Kenalan dengan Bianca Bustamante, pembalap motorsport yang tengah naik daun dan kian disorot. Salah satu nama yang paling cepat melejit di olahraga ini, Bustamante tampil dalam serial Netflix F1: The Academy dan juga masuk dalam Forbes ‘30 Under 30 Europe’. Lebih dari itu, ia menorehkan sejarah sebagai pembalap perempuan pertama yang terpilih untuk Driver Development Program McLaren.
Kini, Bustamante menjadi salah satu wajah baru dari GEN / EA SPORTS, sebuah platform engagement yang menampilkan atlet-atlet baru nan multidimensi untuk generasi penggemar olahraga berikutnya. Saat ini, ia memimpin Spotify takeover series, membagikan soundtrack kesuksesannya—di dalam maupun di luar lintasan. Kami berbincang dengan Bustamante tentang segala hal seputar motorsport, musik, dan para mentor, termasuk miskonsepsi terbesar soal dunia balap.
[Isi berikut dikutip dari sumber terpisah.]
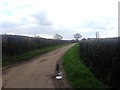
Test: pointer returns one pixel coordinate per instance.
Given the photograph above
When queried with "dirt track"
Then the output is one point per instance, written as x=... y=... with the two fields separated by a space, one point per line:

Mulai dari tumbuh besar di Filipina dan mendapatkan go-kart pertamanya pada usia tiga tahun, hingga kecintaannya pada seni, kami berbincang dengan Bustamante untuk mengulik segala yang perlu kamu tahu. Baca terus untuk wawancara serta wawasan tentang kehidupan seorang pembalap mobil.
Bisa ceritakan sedikit perjalananmu dan bagaimana kamu mulai terjun ke dunia balap?
Aku besar di Filipina, dalam keluarga tempat motorsport selalu jadi topik besar. Ayahku, Raymund, sangat menggilai dunia balap—bahkan beliau membelikan go-kart pertamaku saat usiaku baru sekitar tiga tahun. Selama bertahun-tahun, aku berkompetisi di karting dan perlahan naik peringkat, sambil menghadapi banyak tantangan—keterbatasan finansial, minimnya eksposur, dan fakta bahwa aku perempuan di olahraga yang didominasi laki-laki.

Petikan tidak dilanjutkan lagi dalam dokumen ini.